Muitas mulheres optam por fazer testes para descobrir se têm a doença, principalmente se há histórico na família
Os testes genéticos, especialmente para os genes BRCA1 e BRCA2, são utilizados para identificar alterações genéticas que aumentam o risco de desenvolver câncer de mama e ovário.
Importância do BRCA1 e do BRCA2
Esses genes produzem proteínas que ajudam a prevenir o crescimento de tumores. Alterações (mutações) nesses genes aumentam significativamente o risco de câncer de mama e ovário.
Mutações em BRCA1 estão associadas a um maior risco de câncer de mama e ovário, enquanto mutações em BRCA2 estão ligadas a câncer de mama masculino e câncer de pâncreas.
Indicações
O teste é recomendado para pessoas com histórico familiar de câncer de mama (em qualquer sexo) diagnosticado antes dos 50 anos e para quem tem câncer de ovário em qualquer idade na família.
Como fazer o exame
A coleta é feita por meio de um exame de sangue, que é enviado para análise laboratorial. Não é necessário jejum ou qualquer preparação prévia.
O médico determina quais partes dos genes BRCA1 e BRCA2 serão analisadas, podendo buscar mutações específicas ou realizar uma análise mais abrangente.
Resultados
Em caso de negativa, é porque nenhuma mutação foi detectada nos genes analisados. O risco de câncer é menor, mas não é eliminado completamente.
Dessa forma, faz-se necessário um acompanhamento, mantendo as consultas regulares.
Nos casos que o resultado é positivo é porque há a presença de mutação em pelo menos um dos genes, indicando um maior risco de câncer. Não garante que a pessoa irá desenvolver a doença nem prevê a idade em que isso pode ocorrer.

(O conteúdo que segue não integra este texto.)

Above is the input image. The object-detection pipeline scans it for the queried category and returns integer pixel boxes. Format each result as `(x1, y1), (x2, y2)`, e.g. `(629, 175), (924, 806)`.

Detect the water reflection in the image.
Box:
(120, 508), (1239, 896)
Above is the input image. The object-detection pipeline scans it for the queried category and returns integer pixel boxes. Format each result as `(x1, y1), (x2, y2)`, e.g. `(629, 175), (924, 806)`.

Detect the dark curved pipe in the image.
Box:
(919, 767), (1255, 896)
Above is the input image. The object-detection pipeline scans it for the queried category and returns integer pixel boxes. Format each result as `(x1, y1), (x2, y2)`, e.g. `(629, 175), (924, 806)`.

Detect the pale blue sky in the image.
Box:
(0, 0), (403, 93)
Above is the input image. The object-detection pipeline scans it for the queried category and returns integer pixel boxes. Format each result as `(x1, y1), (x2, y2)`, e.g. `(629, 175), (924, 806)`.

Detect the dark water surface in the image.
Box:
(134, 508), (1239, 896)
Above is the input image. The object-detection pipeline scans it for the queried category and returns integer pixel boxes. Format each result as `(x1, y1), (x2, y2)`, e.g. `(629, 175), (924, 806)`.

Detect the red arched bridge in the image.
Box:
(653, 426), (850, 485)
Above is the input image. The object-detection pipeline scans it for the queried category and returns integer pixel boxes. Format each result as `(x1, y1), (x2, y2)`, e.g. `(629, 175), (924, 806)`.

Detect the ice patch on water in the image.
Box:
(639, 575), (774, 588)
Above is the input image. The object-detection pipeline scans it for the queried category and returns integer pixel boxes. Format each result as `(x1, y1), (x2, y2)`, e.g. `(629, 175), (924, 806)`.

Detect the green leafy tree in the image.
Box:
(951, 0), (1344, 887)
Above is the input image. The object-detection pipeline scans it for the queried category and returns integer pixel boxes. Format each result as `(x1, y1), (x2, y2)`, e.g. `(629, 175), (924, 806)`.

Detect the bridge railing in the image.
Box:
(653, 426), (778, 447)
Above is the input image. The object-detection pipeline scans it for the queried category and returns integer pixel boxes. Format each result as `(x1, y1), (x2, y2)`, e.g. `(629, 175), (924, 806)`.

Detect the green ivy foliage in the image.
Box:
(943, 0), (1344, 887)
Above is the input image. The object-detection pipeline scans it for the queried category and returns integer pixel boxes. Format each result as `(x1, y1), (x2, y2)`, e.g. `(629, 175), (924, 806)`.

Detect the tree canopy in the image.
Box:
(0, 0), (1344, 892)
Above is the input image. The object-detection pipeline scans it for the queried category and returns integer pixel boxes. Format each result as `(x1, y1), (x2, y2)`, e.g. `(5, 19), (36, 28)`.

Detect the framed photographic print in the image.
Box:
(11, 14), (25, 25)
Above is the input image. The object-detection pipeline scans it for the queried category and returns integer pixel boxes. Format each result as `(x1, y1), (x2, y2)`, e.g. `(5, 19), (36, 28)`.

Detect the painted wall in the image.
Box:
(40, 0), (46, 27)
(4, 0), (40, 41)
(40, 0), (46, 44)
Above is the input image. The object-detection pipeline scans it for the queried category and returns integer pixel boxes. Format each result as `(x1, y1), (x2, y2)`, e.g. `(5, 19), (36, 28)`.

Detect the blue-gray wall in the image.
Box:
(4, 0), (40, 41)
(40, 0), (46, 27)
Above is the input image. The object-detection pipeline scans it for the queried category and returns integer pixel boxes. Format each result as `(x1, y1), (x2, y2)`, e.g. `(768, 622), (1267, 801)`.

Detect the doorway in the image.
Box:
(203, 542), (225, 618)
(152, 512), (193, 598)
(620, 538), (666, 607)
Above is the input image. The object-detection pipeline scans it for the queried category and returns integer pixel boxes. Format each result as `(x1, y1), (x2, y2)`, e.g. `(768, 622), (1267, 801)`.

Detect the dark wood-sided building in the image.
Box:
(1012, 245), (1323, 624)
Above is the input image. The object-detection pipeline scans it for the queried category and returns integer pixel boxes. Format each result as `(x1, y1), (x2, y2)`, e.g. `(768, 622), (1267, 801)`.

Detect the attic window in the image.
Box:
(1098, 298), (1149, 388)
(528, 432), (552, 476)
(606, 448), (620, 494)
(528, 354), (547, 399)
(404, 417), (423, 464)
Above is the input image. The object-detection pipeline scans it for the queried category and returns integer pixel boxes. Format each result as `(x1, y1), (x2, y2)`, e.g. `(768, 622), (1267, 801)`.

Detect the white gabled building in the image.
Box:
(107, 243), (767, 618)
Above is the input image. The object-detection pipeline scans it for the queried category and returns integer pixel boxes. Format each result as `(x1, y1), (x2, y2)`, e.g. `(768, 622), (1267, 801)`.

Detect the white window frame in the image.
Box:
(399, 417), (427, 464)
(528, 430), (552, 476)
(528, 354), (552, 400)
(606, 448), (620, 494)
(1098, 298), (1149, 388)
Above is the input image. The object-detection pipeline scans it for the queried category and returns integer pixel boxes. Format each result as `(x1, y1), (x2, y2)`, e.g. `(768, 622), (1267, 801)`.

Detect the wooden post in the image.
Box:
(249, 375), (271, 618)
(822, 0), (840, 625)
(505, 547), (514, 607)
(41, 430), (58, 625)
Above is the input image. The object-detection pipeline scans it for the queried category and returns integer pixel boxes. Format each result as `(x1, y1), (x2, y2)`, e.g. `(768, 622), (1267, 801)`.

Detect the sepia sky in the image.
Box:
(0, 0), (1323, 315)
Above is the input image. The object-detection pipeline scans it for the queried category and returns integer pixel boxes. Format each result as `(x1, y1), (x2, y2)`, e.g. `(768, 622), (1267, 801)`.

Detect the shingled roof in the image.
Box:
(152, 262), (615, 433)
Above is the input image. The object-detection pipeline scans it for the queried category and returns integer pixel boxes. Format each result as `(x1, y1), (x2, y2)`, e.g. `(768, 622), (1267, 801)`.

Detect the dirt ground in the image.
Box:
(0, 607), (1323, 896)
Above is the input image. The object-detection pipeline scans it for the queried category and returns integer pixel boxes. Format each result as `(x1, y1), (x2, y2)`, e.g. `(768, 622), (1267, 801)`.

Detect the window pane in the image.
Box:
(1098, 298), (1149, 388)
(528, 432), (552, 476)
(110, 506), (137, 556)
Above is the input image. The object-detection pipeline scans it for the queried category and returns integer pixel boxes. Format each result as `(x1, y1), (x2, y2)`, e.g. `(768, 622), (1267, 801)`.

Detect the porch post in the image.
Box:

Após o exame é primordial requerer um acompanhamento médico adicional e, possivelmente, estratégias de prevenção ou monitoramento mais intensivos.
Sintomas a observar
Além dos testes genéticos, é crucial estar atento a sintomas como a presença de nódulos ou caroços indolores, alterações no tamanho ou inchaço de uma das mamas. E sempre buscar ajuda e avaliação médica.
Os testes genéticos para BRCA1 e BRCA2 são ferramentas importantes na avaliação do risco de câncer de mama, permitindo decisões informadas sobre acompanhamento e prevenção. A combinação de testes genéticos e atenção a sintomas é fundamental para o manejo da saúde mamária.
Demais exames
A detecção precoce do câncer de mama é crucial e envolve diversos exames que devem ser realizados conforme a orientação de um ginecologista ou mastologista.
- Mamografia para identificar lesões precoces na mama, mesmo antes de sintomas aparecerem. Deve ser feito anualmente a partir dos 40 anos; se houver histórico familiar, a partir dos 35 anos;
- Exame físico realizado pelo ginecologista por meio da palpação das mamas para identificar nódulos, porém não sinaliza se são benignos ou malignos.
- Exame de sangue avalia marcadores tumorais, como CA 15.3, que podem indicar a presença de câncer. Também pode identificar mutações nos genes BRCA1 e BRCA2. São muito úteis em casos de histórico familiar de câncer de mama;
- Ultrassonografia da mama, que complementa a mamografia, especialmente útil para mamas grandes ou em caso de alterações detectadas. Geralmente feito após resultados anormais na mamografia;
- Ressonância magnética, principalmente em casos de alto risco ou quando há alterações em outros exames, ajudando a mapear o tamanho do tumor;
- Biopsia para confirmar o câncer, onde amostras de tecido são retiradas e analisadas;
- Exame Imunohistoquímico, que analisa proteínas nas células tumorais, ajudando a determinar a estratégia de tratamento.
É fundamental que mulheres a partir dos 40 anos e aquelas com histórico familiar realizem esses exames regularmente. Mudanças na mama ou no mamilo devem ser avaliadas imediatamente por um profissional de saúde. A detecção precoce aumenta significativamente as chances de sucesso no tratamento.